The AI Agent That 'Lives in Your Texts' and Wants You to Have Fun
After years of building a traditional business centered on helping people get out of the house and find fun stuff to do, John Peterson, the CEO of The Nudge, just launched an agentic AI version of its “planner friend.” This new AI agent, which is now live across dozens of U.S. markets, proactively plans, recommends, and books things to do in your city, informed by your likes and dislikes, plans others are making locally and chats from other users. “Once you sign up, you start receiving texts directly on your phone a couple of times per week – each ‘nudge’ includes a brief itinerary, cost, and deadline to take action,” according to the company.
Peterson recently connected with Entrepreneur to share his thoughts on pivoting to AI without sacrificing quality, the key to connecting with Gen Z and the main question any leader needs to constantly be asking themselves as they explore new ideas.
Give us the elevator pitch of The Nudge.
The Nudge is the AI agent that runs your free time and lives in your text messages. It’s a subscription that tells you what to do on the weekend, helps you plan it, and can book things for you. Our vision is for The Nudge to handle all your free time one day.
Please tell us one “holy @#$!” moment about running your business — an unexpected problem you faced and how you overcame it.

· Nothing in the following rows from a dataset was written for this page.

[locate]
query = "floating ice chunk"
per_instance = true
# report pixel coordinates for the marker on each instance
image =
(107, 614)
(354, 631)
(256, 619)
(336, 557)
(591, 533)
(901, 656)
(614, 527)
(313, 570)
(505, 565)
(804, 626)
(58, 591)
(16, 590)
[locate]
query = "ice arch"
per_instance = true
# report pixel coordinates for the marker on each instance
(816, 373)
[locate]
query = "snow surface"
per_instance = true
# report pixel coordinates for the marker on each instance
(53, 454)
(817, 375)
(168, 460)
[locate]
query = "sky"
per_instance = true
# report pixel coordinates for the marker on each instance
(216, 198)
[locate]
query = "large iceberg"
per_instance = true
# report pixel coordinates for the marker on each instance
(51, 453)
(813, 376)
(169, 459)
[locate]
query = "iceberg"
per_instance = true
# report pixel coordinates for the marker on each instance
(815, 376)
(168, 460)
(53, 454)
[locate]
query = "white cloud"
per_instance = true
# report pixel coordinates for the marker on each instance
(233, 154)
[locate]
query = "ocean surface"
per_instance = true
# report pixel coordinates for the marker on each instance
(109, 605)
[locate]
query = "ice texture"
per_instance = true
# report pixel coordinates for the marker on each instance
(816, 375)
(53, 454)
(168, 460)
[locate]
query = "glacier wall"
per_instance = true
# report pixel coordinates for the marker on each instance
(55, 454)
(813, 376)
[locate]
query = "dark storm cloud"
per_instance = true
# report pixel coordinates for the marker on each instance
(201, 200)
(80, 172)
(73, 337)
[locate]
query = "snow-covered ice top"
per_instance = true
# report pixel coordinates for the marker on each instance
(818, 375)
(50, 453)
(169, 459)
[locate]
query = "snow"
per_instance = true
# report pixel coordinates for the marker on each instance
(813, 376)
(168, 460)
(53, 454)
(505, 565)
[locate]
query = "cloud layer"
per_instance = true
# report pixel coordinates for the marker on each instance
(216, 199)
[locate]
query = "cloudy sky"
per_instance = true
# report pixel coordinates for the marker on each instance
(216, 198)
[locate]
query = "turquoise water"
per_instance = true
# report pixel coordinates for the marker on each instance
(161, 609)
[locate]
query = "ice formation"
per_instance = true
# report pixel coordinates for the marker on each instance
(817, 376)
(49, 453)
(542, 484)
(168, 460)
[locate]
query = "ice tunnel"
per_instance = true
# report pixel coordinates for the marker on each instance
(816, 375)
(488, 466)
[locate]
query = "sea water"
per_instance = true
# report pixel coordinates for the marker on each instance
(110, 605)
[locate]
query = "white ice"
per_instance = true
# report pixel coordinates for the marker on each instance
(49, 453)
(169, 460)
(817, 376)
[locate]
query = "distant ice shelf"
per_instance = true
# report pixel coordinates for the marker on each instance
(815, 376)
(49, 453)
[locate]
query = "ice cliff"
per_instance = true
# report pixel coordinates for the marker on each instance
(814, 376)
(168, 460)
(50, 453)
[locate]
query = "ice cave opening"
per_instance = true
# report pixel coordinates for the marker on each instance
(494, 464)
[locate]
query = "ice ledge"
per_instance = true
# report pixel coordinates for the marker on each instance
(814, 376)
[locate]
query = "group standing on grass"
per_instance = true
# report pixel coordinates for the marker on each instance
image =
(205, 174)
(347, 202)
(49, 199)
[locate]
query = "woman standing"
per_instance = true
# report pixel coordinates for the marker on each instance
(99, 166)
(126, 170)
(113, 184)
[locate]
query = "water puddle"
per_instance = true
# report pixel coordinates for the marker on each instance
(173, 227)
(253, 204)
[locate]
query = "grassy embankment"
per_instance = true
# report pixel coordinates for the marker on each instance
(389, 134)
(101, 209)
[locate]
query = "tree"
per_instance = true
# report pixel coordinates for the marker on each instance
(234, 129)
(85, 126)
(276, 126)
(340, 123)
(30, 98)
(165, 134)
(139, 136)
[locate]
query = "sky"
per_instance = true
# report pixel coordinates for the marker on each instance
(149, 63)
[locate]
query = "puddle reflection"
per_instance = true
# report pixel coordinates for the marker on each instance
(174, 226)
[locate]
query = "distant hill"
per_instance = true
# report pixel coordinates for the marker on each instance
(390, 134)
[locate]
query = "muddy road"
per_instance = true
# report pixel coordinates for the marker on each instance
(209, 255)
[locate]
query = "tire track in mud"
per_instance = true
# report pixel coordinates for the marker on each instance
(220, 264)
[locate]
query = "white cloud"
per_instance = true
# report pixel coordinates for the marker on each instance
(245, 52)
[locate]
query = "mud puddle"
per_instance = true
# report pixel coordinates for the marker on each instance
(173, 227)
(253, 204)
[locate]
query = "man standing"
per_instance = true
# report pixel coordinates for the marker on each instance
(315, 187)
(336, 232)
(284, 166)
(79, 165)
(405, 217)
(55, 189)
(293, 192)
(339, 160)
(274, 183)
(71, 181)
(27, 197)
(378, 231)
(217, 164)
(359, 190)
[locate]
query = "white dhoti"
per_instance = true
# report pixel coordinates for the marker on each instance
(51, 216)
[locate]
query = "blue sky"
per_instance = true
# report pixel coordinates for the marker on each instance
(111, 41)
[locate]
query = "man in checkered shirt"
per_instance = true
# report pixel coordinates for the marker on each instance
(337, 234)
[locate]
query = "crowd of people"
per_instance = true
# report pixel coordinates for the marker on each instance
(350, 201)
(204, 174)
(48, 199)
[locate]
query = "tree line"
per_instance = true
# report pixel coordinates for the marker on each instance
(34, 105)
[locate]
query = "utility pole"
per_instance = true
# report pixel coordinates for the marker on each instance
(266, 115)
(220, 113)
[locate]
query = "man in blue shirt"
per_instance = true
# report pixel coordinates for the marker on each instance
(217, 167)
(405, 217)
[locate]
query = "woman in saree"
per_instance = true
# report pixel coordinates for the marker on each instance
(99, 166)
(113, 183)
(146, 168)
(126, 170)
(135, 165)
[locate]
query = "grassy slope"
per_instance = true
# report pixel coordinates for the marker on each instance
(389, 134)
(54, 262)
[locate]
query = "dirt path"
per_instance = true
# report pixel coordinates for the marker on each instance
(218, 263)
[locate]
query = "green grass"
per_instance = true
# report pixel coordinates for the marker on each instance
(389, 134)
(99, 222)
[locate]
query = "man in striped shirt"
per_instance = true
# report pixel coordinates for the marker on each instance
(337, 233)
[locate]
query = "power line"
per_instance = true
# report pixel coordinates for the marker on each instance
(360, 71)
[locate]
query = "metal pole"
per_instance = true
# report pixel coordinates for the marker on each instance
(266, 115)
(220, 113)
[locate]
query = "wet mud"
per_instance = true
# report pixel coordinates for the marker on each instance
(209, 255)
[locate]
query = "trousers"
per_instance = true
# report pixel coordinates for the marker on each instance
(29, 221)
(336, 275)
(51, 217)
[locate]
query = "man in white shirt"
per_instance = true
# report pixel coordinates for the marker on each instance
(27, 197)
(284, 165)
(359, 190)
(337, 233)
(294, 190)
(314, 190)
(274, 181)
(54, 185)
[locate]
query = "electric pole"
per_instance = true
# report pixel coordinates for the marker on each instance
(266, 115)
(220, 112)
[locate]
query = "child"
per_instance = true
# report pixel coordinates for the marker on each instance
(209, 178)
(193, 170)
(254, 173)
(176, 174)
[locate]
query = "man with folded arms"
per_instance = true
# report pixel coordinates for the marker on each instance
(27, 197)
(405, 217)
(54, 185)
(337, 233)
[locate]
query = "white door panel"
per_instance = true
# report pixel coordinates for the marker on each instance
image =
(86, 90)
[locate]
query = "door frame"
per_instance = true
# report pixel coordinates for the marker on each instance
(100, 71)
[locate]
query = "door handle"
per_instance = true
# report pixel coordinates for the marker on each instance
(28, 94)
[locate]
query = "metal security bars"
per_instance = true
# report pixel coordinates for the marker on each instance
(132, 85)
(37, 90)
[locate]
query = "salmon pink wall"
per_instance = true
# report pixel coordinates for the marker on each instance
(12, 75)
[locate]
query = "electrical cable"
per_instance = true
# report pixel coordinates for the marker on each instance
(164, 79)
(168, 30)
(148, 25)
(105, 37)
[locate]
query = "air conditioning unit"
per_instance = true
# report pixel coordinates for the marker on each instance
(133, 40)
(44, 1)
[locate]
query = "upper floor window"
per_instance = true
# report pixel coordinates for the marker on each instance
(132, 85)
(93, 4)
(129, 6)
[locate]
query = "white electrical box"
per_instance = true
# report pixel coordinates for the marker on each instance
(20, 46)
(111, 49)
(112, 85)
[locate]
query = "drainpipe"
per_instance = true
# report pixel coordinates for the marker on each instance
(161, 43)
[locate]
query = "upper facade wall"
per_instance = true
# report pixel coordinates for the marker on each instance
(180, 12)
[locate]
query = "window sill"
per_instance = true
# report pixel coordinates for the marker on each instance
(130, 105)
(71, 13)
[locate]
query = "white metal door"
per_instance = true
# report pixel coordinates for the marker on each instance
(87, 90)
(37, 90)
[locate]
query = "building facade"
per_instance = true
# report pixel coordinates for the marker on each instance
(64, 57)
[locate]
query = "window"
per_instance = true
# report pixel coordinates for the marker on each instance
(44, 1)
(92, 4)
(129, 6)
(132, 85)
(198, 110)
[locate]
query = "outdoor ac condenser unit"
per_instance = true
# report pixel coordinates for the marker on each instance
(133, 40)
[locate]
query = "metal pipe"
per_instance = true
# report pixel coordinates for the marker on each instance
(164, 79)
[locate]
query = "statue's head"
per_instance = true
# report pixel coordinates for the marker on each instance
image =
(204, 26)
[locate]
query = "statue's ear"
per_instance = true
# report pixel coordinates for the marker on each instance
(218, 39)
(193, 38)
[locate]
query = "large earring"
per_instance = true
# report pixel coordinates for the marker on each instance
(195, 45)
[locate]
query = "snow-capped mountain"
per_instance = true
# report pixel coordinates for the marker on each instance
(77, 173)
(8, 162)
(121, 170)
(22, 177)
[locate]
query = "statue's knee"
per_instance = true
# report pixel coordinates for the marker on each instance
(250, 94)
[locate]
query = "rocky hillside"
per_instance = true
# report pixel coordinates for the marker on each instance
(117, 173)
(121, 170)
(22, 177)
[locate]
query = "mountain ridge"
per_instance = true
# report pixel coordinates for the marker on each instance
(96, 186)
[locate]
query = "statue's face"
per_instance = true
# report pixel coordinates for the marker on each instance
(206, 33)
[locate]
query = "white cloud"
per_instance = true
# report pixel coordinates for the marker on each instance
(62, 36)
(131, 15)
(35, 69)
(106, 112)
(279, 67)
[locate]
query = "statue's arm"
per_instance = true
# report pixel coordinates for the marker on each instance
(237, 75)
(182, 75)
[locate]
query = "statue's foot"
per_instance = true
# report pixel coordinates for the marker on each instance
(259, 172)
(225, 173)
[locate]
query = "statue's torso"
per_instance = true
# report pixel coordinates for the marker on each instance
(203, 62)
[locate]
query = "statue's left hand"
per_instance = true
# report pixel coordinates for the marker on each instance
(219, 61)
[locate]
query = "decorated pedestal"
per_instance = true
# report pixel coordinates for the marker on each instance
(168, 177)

One day in 2020, we arrived in the office and found out that due to COVID, our entire value prop of “we text you things to do in your city” was not going to work for a while. “Holy @#$!” indeed.
I remember bringing the team into our tiny basement office and telling them what I always say when @#$! hits the fan: “Don’t let a crisis go to waste.” Every catastrophe has opportunities if we can see them.
So we got to work on finding those opportunities. We realized that our value prop was not “we text you things to do in your city” but rather “we help you live your best life.” We started texting people how to do Zoom trivia nights with friends, which Mexican foreign film to watch on Taco Tuesday at home, and how to support local restaurants. We were able to think bigger and redefine how we help people.
What’s something small, like a daily routine or mindset shift, that changed the way you lead or perform?
Every day when I arrive in the office, before I begin my work, I write the answer to two questions in a Google Sheet: 1. When I really zoom out, I realize ____________. 2. Therefore, today I will ____________.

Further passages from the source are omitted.